De Etersheimer Braak is, zoals de naam zegt, ontstaan na een doorbraak. Op 7 april 1633 werd aan Rijnoult van Brederode, Heer tot Veenhuizen, Spanbroek, Oosthuizen en Etersheim, door de Staten octrooi verleend tot bedijking van drie braakjes, gelegen in zijne heerlijkheid Etersheim, te zamen groot omtrent 50 morgen.
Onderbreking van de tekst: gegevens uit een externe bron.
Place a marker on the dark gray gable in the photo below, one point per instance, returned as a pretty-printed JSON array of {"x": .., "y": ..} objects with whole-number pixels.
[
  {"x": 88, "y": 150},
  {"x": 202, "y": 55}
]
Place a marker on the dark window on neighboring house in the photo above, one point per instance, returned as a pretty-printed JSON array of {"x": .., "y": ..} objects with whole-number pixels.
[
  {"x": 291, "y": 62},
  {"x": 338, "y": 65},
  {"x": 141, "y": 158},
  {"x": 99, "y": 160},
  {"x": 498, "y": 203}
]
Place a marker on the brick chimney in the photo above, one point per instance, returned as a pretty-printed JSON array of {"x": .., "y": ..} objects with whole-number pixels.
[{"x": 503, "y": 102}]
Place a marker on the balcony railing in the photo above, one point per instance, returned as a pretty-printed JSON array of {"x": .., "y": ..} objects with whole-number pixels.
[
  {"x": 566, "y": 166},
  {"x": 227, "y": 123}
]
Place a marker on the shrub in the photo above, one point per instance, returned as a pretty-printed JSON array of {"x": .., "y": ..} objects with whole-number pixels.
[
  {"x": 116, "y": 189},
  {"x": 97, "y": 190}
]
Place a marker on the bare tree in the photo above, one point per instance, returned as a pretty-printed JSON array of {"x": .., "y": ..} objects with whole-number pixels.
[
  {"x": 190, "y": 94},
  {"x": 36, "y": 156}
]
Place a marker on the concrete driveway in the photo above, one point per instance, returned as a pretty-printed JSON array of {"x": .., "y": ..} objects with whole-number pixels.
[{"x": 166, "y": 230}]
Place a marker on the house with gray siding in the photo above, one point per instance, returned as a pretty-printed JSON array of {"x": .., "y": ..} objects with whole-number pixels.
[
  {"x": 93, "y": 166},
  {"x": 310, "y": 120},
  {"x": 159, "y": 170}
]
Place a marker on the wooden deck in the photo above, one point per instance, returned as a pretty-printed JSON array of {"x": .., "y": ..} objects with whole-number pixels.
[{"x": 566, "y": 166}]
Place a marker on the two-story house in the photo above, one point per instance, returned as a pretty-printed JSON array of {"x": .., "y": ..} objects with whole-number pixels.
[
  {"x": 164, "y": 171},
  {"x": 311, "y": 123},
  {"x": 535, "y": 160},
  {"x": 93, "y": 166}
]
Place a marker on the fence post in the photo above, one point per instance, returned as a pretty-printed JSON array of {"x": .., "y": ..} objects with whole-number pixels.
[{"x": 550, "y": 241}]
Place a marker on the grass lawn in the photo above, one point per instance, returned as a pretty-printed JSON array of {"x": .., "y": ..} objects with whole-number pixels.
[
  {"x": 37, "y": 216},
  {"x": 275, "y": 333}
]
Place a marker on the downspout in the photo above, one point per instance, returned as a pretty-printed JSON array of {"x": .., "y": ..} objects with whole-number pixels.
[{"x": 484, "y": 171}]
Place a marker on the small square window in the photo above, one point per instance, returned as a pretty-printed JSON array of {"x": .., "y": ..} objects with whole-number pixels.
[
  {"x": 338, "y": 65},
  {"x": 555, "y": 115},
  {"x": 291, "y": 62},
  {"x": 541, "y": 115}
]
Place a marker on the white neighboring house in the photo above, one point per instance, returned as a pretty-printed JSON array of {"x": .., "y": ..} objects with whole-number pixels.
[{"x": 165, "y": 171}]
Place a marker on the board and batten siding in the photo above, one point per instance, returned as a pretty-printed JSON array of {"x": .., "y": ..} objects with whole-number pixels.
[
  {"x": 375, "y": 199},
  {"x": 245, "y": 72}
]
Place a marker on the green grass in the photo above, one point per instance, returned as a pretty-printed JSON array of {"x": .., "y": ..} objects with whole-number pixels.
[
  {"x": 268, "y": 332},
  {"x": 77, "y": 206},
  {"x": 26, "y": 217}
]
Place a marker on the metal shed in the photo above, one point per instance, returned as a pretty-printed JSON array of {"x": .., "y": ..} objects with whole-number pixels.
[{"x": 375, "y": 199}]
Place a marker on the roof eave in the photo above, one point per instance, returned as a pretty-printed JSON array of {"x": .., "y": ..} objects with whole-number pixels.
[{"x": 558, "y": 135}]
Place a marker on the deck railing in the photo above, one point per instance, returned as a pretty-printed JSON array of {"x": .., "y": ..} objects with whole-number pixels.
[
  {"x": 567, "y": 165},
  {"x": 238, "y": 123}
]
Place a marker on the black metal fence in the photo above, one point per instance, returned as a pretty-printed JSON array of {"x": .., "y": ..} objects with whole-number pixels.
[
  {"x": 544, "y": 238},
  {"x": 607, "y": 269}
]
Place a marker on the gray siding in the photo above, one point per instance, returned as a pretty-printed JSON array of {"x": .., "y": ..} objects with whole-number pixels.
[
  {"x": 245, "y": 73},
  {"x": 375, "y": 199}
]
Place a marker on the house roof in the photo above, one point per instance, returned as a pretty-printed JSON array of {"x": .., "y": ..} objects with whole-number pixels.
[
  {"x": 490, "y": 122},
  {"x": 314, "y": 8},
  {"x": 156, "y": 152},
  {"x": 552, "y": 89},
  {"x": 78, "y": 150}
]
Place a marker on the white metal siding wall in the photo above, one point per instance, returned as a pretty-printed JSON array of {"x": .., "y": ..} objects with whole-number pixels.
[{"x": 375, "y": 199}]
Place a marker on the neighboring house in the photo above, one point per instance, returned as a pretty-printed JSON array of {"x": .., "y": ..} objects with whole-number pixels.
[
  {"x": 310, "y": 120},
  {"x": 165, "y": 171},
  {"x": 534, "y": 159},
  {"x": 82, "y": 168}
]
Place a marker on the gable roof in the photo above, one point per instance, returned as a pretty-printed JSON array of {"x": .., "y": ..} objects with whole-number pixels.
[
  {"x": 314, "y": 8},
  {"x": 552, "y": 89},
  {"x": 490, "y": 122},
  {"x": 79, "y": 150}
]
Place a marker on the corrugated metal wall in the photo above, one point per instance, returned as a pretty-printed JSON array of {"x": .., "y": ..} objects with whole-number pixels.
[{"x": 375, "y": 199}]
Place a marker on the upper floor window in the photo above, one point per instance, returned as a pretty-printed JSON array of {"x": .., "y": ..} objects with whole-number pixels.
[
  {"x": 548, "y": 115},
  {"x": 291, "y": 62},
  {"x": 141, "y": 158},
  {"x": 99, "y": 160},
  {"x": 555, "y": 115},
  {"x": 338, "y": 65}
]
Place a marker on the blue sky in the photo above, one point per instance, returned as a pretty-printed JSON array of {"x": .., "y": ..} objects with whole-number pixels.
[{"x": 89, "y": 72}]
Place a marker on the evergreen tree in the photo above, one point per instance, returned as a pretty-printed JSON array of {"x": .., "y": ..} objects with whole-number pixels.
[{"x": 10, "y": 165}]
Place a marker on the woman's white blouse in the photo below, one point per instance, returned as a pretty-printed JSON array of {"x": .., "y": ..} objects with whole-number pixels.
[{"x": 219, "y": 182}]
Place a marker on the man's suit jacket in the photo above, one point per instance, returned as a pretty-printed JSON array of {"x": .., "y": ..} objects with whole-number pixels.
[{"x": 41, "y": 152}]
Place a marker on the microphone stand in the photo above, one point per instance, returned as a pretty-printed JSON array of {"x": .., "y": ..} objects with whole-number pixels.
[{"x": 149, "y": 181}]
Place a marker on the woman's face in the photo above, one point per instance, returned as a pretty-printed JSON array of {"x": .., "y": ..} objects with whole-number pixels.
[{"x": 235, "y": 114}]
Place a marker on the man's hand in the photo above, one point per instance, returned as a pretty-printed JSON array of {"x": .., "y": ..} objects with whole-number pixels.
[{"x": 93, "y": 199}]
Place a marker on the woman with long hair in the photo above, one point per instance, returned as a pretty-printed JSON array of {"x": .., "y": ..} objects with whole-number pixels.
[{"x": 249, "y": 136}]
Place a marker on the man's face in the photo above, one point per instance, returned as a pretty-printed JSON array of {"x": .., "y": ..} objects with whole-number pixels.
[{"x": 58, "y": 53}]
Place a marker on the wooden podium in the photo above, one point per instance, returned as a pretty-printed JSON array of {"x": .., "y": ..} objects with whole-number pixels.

De 48 ha grote polder werd in 1632 bedijkt en maalt sindsdien bij wijze van onderbemaling, met een opvoerhoogte van 2,20 meter, uit op de de polder De Zeevang. Vanaf 1632 is er dus ook een molen geweest.
Als bijzonderheid wordt in 1864 vermeld, dat de vijzel 8,50 m was belubd en dat de middelbalk lang was 10,15 m.
Op 13 juni 1882 verbrandde de molen na blikseminslag. Hierbij kwam de vrouw van de molenaar om het leven. Direct werd de molen herbouwd. Opmerkelijk is, dat in 1882 werd gekozen voor een nieuw te bouwen molen, hoewel er in de nabijgelegen Beemster op zich voldoende sloopmateriaal beschikbaar was.
Bronnen:
- Nederlandse Molendatabase.
- "De zeeweringen en waterschappen van Noordholland", Mr. G. de Vries Azn., 1864.